In this talk, we present a method to simulate protein systems within an experimental ensemble derived from the Protein Data Bank (PDB). After the collection of data over a non-redundant set of over 24,000 high resolution protein X-ray structures and the analysis of the radial distribution functions (RDF) g(r), we used the corresponding potential of mean force (PMF) w(r) to accelerate MD simulations of proteins,  while the underlying forcefield is corrected at the same time. After a structural analysis of the PMF-data, where we identified collective properties of groups of aliphatic, hydrophilic and aromatic aminoacids, we validated our method in simulations of di-peptides based on dialanine and compared the results with path-sampling simulations. We found a dependency from the position of the alternating residue and the chemical configuration of the sidechain of the aminoacid next to Ala. A comparison of PMF-based simulations using different AMBER-forcefields leads to approximately identical free energy partitions independent from the choice of the forcefield.
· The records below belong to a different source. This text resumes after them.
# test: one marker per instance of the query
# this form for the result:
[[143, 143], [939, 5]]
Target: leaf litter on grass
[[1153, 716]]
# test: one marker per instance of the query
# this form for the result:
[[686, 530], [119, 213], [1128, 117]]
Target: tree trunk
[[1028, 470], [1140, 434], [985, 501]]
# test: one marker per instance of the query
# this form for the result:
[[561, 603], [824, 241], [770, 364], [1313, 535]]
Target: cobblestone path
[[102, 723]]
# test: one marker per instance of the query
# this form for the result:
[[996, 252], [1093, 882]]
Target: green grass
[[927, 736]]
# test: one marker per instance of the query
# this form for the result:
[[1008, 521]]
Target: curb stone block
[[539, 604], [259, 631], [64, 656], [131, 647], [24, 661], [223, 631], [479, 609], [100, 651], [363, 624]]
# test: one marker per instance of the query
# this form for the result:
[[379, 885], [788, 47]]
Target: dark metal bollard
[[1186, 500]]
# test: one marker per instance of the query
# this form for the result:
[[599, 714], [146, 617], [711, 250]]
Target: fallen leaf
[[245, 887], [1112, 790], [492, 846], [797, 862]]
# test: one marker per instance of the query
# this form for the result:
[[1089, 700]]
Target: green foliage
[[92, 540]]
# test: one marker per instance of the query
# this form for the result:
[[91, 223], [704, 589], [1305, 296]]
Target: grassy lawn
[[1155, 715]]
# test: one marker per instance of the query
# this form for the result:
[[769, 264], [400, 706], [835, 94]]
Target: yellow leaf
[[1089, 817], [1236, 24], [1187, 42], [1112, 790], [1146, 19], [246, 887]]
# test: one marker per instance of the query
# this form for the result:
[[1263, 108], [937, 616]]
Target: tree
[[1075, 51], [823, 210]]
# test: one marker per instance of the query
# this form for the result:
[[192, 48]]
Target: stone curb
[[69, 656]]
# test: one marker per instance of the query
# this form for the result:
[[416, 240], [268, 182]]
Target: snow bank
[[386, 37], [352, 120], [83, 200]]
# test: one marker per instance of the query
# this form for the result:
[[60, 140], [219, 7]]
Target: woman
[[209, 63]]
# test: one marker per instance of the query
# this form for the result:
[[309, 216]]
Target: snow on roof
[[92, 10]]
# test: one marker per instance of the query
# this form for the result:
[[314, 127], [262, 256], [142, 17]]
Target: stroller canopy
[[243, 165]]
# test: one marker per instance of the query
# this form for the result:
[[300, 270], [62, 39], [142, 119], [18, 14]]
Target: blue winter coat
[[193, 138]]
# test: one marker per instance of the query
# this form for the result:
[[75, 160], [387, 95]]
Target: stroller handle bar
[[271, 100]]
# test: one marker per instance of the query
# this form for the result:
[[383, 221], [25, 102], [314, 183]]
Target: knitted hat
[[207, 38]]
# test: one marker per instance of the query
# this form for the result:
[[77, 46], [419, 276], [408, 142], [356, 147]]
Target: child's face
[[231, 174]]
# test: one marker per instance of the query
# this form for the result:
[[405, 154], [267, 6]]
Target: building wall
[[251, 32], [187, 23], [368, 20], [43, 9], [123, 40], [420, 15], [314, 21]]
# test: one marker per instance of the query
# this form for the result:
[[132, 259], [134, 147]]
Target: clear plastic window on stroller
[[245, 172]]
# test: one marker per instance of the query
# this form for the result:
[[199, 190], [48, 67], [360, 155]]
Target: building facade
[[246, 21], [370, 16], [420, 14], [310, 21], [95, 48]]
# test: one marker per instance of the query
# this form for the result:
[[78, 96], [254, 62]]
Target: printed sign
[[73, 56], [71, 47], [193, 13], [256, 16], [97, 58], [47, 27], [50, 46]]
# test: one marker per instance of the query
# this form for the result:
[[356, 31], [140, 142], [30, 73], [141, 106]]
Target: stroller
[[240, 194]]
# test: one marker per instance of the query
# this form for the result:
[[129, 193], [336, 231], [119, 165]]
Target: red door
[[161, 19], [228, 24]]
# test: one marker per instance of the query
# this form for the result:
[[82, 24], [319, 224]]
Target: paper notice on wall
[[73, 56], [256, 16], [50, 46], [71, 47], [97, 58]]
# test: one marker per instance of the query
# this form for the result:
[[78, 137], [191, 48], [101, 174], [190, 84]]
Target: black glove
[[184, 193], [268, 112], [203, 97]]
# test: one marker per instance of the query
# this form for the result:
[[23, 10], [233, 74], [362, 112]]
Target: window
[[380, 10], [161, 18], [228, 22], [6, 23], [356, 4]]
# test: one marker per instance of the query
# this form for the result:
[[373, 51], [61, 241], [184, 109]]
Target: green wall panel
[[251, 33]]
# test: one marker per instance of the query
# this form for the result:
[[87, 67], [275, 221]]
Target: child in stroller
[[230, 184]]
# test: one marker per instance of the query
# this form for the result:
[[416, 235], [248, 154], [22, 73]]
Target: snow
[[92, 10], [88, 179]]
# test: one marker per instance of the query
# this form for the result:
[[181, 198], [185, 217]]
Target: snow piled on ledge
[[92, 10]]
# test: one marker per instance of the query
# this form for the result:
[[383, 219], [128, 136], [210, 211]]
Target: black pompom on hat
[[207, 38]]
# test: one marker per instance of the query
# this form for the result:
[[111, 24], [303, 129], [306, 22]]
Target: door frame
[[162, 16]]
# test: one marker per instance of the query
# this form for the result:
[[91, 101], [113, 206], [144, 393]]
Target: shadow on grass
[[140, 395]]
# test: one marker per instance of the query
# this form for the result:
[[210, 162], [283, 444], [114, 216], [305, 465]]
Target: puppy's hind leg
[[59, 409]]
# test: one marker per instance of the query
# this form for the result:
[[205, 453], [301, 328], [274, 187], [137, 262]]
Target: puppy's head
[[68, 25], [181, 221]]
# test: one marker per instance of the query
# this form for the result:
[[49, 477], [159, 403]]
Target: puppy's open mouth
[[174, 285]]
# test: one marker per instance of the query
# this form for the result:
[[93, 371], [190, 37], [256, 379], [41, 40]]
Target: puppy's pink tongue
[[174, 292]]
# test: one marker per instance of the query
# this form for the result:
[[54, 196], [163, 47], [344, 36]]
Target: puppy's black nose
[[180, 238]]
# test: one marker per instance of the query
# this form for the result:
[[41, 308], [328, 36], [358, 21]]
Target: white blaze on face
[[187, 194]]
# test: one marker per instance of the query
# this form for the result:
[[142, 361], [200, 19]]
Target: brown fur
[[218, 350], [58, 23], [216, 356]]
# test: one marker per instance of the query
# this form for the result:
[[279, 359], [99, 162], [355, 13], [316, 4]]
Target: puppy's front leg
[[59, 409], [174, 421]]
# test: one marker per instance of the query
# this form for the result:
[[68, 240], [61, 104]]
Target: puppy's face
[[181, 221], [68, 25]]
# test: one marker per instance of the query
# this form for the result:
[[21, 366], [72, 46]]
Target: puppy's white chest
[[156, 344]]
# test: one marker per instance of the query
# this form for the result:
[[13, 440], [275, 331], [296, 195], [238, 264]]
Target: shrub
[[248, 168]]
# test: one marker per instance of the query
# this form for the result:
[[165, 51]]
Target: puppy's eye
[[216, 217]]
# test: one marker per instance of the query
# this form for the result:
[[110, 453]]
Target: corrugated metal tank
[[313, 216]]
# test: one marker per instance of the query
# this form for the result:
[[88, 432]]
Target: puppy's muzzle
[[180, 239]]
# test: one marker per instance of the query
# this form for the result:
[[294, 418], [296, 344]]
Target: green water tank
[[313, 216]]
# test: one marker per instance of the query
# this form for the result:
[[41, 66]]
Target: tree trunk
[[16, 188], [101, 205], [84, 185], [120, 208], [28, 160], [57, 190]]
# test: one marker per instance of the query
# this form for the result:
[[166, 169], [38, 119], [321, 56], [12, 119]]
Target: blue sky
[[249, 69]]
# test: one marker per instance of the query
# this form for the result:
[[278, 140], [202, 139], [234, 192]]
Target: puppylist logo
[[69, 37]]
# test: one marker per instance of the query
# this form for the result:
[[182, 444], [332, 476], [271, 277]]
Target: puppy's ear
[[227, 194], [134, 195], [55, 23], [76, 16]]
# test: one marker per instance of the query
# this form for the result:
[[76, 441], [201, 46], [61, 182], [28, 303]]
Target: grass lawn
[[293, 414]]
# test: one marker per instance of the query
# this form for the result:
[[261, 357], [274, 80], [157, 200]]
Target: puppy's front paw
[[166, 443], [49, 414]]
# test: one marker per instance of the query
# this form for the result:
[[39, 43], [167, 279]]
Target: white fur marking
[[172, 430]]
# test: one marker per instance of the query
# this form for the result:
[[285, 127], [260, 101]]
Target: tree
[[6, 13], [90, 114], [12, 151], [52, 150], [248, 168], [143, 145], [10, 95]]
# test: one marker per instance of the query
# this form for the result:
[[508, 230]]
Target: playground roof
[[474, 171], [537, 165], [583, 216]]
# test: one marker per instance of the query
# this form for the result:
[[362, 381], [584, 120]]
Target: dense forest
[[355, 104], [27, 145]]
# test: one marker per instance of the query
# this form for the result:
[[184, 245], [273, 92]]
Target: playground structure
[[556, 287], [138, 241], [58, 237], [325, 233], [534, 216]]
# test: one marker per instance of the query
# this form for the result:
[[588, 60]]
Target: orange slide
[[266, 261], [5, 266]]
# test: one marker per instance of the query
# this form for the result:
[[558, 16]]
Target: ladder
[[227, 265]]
We continued with simulations of mutated penta-alanines with 5 different point-mutations, where we observed that a N-terminal mutation had the largest effect on the free energy landscape of the peptide. In an application of our approach, we applied our methodology in folding-simulations of TrpCage and observed that the PMF-based sampling significantly improves the description of structural conformers along the folding pathway of this peptide. Finally, we give a perspective on the application of g(r)-data from the PDB for the accelerated simulation of DNA-conformers and protein-DNA complexes.